Objective (1) To develop an automated algorithm to predict a patient’s response (ie, if the patient agrees or declines) before he/she is approached for a clinical trial invitation; (2) to assess the algorithm performance and the predictors on real-world patient recruitment data for a diverse set of clinical trials in a pediatric emergency department; and (3) to identify directions for future studies in predicting patients’ participation response.
Materials and Methods We collected 3345 patients’ response to trial invitations on 18 clinical trials at one center that were actively enrolling patients between January 1, 2010 and December 31, 2012. In parallel, we retrospectively extracted demographic, socioeconomic, and clinical predictors from multiple sources to represent the patients’ profiles. Leveraging machine learning methodology, the automated algorithms predicted participation response for individual patients and identified influential features associated with their decision-making. The performance was validated on the collection of actual patient response, where precision, recall, F-measure, and area under the ROC curve were assessed.

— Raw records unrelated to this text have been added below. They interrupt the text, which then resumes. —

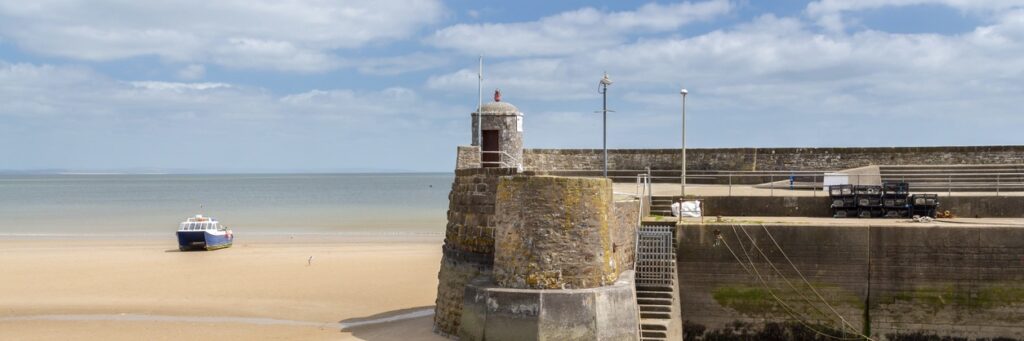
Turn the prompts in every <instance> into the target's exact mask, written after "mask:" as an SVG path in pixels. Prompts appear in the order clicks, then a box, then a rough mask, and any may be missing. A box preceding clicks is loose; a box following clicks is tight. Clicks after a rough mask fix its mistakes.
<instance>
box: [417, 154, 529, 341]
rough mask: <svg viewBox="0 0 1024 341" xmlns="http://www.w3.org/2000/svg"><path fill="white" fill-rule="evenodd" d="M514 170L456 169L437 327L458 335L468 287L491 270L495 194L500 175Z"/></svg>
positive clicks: (435, 312)
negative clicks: (463, 300)
mask: <svg viewBox="0 0 1024 341" xmlns="http://www.w3.org/2000/svg"><path fill="white" fill-rule="evenodd" d="M515 173H516V171H515V170H514V169H501V168H483V169H481V168H477V169H459V170H456V174H455V180H454V182H453V183H452V191H451V193H450V194H449V211H447V226H446V227H445V231H444V246H443V247H442V250H443V255H442V258H441V266H440V270H439V271H438V273H437V280H438V284H437V299H436V302H435V303H436V307H435V310H434V330H435V331H436V332H438V333H439V334H442V335H455V334H456V333H458V331H459V323H460V321H461V318H462V301H463V293H464V291H465V286H466V284H467V283H469V282H470V281H471V280H472V279H474V278H476V276H477V275H479V274H480V273H483V272H486V271H489V270H490V266H492V264H493V262H494V252H495V219H494V215H495V195H496V193H497V189H498V179H499V177H501V176H506V175H514V174H515Z"/></svg>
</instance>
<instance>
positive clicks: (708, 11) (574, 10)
mask: <svg viewBox="0 0 1024 341" xmlns="http://www.w3.org/2000/svg"><path fill="white" fill-rule="evenodd" d="M731 9H732V5H731V4H730V3H729V1H727V0H712V1H705V2H697V3H691V2H683V3H676V4H668V5H662V4H657V3H649V4H646V5H643V6H641V7H640V8H637V9H636V10H632V11H618V12H603V11H600V10H597V9H595V8H592V7H586V8H582V9H578V10H572V11H566V12H562V13H559V14H556V15H552V16H547V17H543V18H540V19H539V20H536V22H526V23H512V24H481V25H470V24H460V25H455V26H452V27H447V28H444V29H441V30H438V31H437V32H435V33H434V34H433V36H431V37H430V38H428V39H427V42H428V43H430V44H432V45H434V46H437V47H442V48H451V49H455V50H458V51H461V52H464V53H469V54H479V53H483V54H484V55H493V56H530V55H563V54H571V53H579V52H584V51H589V50H594V49H599V48H605V47H610V46H614V45H616V44H620V43H622V42H623V41H624V40H625V39H626V38H627V37H628V36H629V35H630V34H635V33H653V32H667V31H672V30H676V29H678V28H680V27H682V26H684V25H687V24H690V23H693V22H699V20H708V19H712V18H715V17H718V16H721V15H723V14H725V13H728V12H729V11H730V10H731Z"/></svg>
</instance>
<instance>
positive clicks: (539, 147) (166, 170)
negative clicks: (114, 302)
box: [0, 143, 1024, 175]
mask: <svg viewBox="0 0 1024 341" xmlns="http://www.w3.org/2000/svg"><path fill="white" fill-rule="evenodd" d="M460 145H469V144H468V143H467V144H460ZM974 146H985V147H1006V146H1024V143H1021V144H946V145H850V146H845V145H822V146H777V145H776V146H722V147H716V146H710V147H706V146H701V147H687V148H686V150H687V151H691V150H692V151H698V150H726V148H759V150H773V148H887V147H974ZM526 150H582V151H601V148H557V147H539V148H532V147H528V148H526ZM629 150H678V147H675V148H674V147H641V148H608V151H629ZM455 153H456V152H455V150H454V148H453V151H452V154H453V158H454V156H455ZM454 171H455V167H454V165H453V167H452V168H451V169H449V170H416V169H391V168H372V167H356V168H337V169H164V168H155V167H126V168H110V169H82V168H59V167H50V168H37V169H10V168H8V169H0V175H12V174H13V175H18V174H26V175H164V174H167V175H189V174H195V175H218V174H224V175H229V174H403V173H406V174H430V173H434V174H438V173H445V174H446V173H452V172H454Z"/></svg>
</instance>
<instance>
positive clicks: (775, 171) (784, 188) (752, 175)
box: [549, 165, 1024, 197]
mask: <svg viewBox="0 0 1024 341" xmlns="http://www.w3.org/2000/svg"><path fill="white" fill-rule="evenodd" d="M1022 167H1024V165H1022ZM559 172H563V173H571V174H574V175H579V176H599V175H600V171H593V170H553V171H549V173H554V174H557V173H559ZM626 172H632V173H633V174H635V175H618V174H614V173H620V174H621V173H626ZM672 172H673V171H671V170H657V171H650V170H643V171H638V170H615V171H614V173H612V174H609V176H608V177H609V178H611V179H612V180H614V181H616V182H622V181H624V180H625V181H629V180H633V179H635V181H637V188H638V189H637V193H638V194H641V191H643V190H647V193H648V194H650V190H649V189H650V188H651V183H657V182H662V183H679V180H680V176H679V175H678V174H679V171H678V170H676V171H675V174H671V175H654V174H656V173H662V174H665V173H672ZM826 173H827V174H829V175H830V174H833V173H839V174H840V175H841V176H846V177H847V178H848V182H849V183H851V184H878V183H876V182H874V181H870V180H868V178H876V179H881V180H882V181H885V182H892V181H899V182H908V183H910V190H911V191H914V193H923V191H927V193H942V191H945V193H946V195H947V196H952V193H953V191H976V193H992V194H993V195H994V196H1004V195H1006V193H1009V191H1024V172H908V171H896V172H878V173H861V174H855V173H843V172H842V171H822V170H810V171H807V170H805V171H714V170H702V171H696V170H690V171H688V172H687V177H686V178H687V181H686V183H687V186H689V185H696V186H695V187H694V188H699V187H702V186H709V185H720V186H722V189H723V190H724V191H725V193H724V194H723V195H725V196H729V197H731V196H733V195H735V194H734V191H735V190H736V189H738V188H757V189H758V190H755V191H757V194H753V195H755V196H765V195H767V196H770V197H774V196H775V195H776V193H775V191H776V189H777V190H786V191H798V190H803V191H805V193H806V191H811V194H810V196H814V197H817V196H818V195H819V194H818V191H819V190H822V189H823V187H822V186H823V182H824V178H825V176H826ZM641 182H643V183H641ZM641 186H643V188H642V189H643V190H642V189H641ZM748 191H750V190H748ZM762 191H767V193H766V194H765V193H762ZM748 195H751V194H748Z"/></svg>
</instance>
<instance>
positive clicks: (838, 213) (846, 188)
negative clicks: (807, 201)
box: [828, 184, 857, 218]
mask: <svg viewBox="0 0 1024 341" xmlns="http://www.w3.org/2000/svg"><path fill="white" fill-rule="evenodd" d="M828 198H830V199H831V209H833V217H836V218H847V217H855V216H857V195H856V194H855V193H854V186H853V185H852V184H840V185H833V186H828Z"/></svg>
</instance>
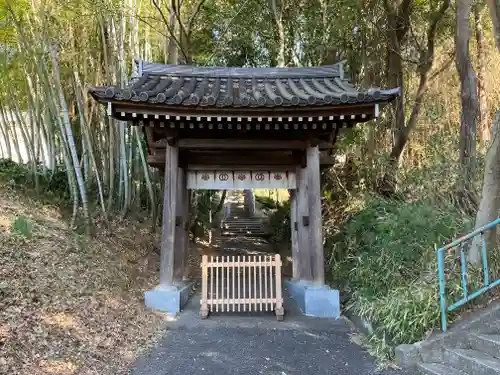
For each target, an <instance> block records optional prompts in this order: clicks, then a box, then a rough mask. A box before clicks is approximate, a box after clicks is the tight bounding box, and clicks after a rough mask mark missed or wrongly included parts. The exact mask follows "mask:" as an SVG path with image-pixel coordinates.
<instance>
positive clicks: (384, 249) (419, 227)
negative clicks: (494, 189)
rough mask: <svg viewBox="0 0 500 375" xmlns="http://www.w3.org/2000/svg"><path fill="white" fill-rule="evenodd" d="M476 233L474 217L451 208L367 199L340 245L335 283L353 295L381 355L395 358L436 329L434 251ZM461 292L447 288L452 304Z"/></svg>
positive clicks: (333, 277)
mask: <svg viewBox="0 0 500 375" xmlns="http://www.w3.org/2000/svg"><path fill="white" fill-rule="evenodd" d="M471 226H472V220H471V218H469V217H467V216H464V215H463V213H462V212H461V211H459V210H457V209H456V208H455V207H454V206H452V205H447V206H444V207H439V206H438V205H436V203H435V202H434V201H432V202H431V201H426V200H420V201H415V202H404V201H401V200H399V201H388V200H382V199H380V198H374V197H368V198H367V201H366V206H365V208H364V209H362V210H361V211H360V212H359V213H358V214H357V215H355V216H354V217H352V218H351V219H350V220H349V221H348V222H347V223H346V225H345V226H344V227H343V229H342V231H341V233H340V235H338V236H337V237H336V238H335V243H336V244H337V245H336V248H335V249H334V251H336V252H338V253H340V254H341V256H336V257H335V258H336V259H337V261H336V262H335V263H334V264H333V266H332V269H331V270H330V272H331V278H332V280H333V282H334V283H336V284H337V285H340V286H341V287H342V288H343V289H344V291H345V292H347V294H348V295H349V296H350V300H349V307H350V308H352V309H353V310H354V311H355V312H356V313H357V314H359V315H362V316H364V317H366V318H367V319H369V320H370V321H371V322H372V323H373V325H374V326H375V327H376V329H375V332H374V335H373V337H371V338H370V344H371V345H373V346H374V348H372V349H373V350H374V351H375V352H376V354H383V355H384V356H389V357H391V356H392V354H393V349H394V347H395V346H396V345H398V344H401V343H412V342H415V341H418V340H421V339H423V338H424V336H425V333H426V332H427V331H428V330H430V329H432V328H435V327H439V322H440V310H439V302H438V301H439V293H438V283H437V276H436V270H437V266H436V252H435V246H439V245H442V244H444V243H447V242H448V241H450V240H451V239H454V238H456V237H458V236H459V235H460V234H463V233H465V232H467V230H469V229H470V228H471ZM329 243H333V241H332V240H330V241H329ZM449 266H450V267H454V266H455V264H453V263H451V264H450V265H449ZM455 274H456V271H455ZM458 274H459V273H458ZM458 285H459V282H458V279H457V280H451V281H450V283H449V288H450V291H449V293H450V295H451V296H452V297H455V296H456V295H457V292H458V288H457V287H458Z"/></svg>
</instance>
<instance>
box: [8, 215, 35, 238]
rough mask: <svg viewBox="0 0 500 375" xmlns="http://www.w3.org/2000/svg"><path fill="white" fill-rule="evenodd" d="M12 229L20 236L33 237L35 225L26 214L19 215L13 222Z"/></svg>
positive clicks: (14, 231) (13, 231) (25, 236)
mask: <svg viewBox="0 0 500 375" xmlns="http://www.w3.org/2000/svg"><path fill="white" fill-rule="evenodd" d="M12 231H13V232H14V233H16V234H18V235H20V236H23V237H26V238H31V237H32V235H33V226H32V225H31V222H30V221H28V219H27V218H25V217H24V216H17V217H16V218H15V219H14V221H13V222H12Z"/></svg>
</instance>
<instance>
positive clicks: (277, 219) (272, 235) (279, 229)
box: [255, 195, 292, 243]
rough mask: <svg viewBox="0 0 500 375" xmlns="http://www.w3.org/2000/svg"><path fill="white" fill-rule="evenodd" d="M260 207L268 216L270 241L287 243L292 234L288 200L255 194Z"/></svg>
mask: <svg viewBox="0 0 500 375" xmlns="http://www.w3.org/2000/svg"><path fill="white" fill-rule="evenodd" d="M255 200H256V201H257V202H258V203H259V205H260V208H261V209H262V211H263V212H264V213H266V214H267V216H268V217H269V231H270V233H271V236H270V237H269V240H270V241H272V242H281V243H287V242H290V238H291V236H292V234H291V231H290V229H291V228H290V201H284V202H281V203H280V202H277V201H275V200H273V199H272V198H269V197H265V196H258V195H257V196H255Z"/></svg>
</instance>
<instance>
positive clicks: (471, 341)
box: [469, 333, 500, 358]
mask: <svg viewBox="0 0 500 375" xmlns="http://www.w3.org/2000/svg"><path fill="white" fill-rule="evenodd" d="M469 342H470V345H471V347H472V349H475V350H477V351H479V352H483V353H486V354H489V355H491V356H492V357H495V358H500V335H498V334H480V333H474V334H471V335H470V336H469Z"/></svg>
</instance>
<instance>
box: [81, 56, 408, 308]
mask: <svg viewBox="0 0 500 375" xmlns="http://www.w3.org/2000/svg"><path fill="white" fill-rule="evenodd" d="M89 92H90V94H91V95H92V96H93V97H94V98H95V99H96V100H97V101H99V102H100V103H102V104H104V105H106V106H107V109H108V114H109V115H110V116H113V117H114V118H116V119H119V120H123V121H128V122H130V123H132V124H133V125H136V126H141V128H142V129H143V131H144V135H145V137H146V140H147V147H148V163H149V164H150V165H151V166H154V167H157V168H160V169H162V170H164V173H165V189H164V209H163V233H162V242H161V267H160V285H159V286H158V287H157V288H155V289H154V290H152V291H148V292H146V294H145V299H146V304H147V305H148V306H150V307H153V308H156V309H159V310H162V311H167V312H170V313H177V312H179V311H180V309H181V307H182V305H183V304H184V303H185V302H186V301H187V299H188V297H189V282H188V280H185V272H184V271H185V268H186V256H187V246H188V228H187V223H188V217H189V208H190V203H189V196H190V194H188V190H189V189H254V188H286V189H289V190H290V192H291V213H290V216H291V222H292V259H293V280H291V281H289V282H287V285H288V289H289V290H290V292H291V293H292V294H293V296H294V298H295V299H296V301H297V303H298V304H299V306H300V308H301V309H302V311H303V312H304V313H305V314H308V315H315V316H338V315H339V314H340V310H339V297H338V291H336V290H333V289H330V288H328V287H327V286H325V279H324V278H325V276H324V256H323V236H322V219H321V188H320V172H321V169H322V168H325V167H330V166H331V165H332V164H333V156H332V147H333V145H334V143H335V141H336V139H337V137H338V136H339V135H340V134H342V132H345V131H347V130H348V129H350V128H351V127H352V126H353V125H355V124H356V123H360V122H366V121H369V120H372V119H374V118H376V117H378V116H379V113H380V108H381V106H382V105H385V104H387V103H388V102H390V101H391V100H393V99H394V98H395V97H396V96H397V95H398V93H399V89H392V90H381V89H378V88H371V89H367V90H358V89H356V88H355V87H354V86H353V85H351V84H350V83H349V82H348V80H347V78H346V76H345V72H344V66H343V64H335V65H329V66H322V67H316V68H206V67H193V66H185V65H162V64H155V63H146V62H143V61H137V62H136V72H135V74H134V77H133V78H132V80H131V82H130V84H129V85H128V86H127V87H124V88H120V87H114V86H108V87H92V88H90V90H89Z"/></svg>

Results Compared to the random response predictor that simulated the current practice, the machine learning algorithms achieved significantly better performance (Precision/Recall/F-measure/area under the ROC curve: 70.82%/92.02%/80.04%/72.78% on 10-fold cross validation and 71.52%/92.68%/80.74%/75.74% on the test set). By analyzing the significant features output by the algorithms, the study confirmed several literature findings and identified challenges that could be mitigated to optimize recruitment.
Conclusion By exploiting predictive variables from multiple sources, we demonstrated that machine learning algorithms have great potential in improving the effectiveness of the recruitment process by automatically predicting patients’ participation response to trial invitations.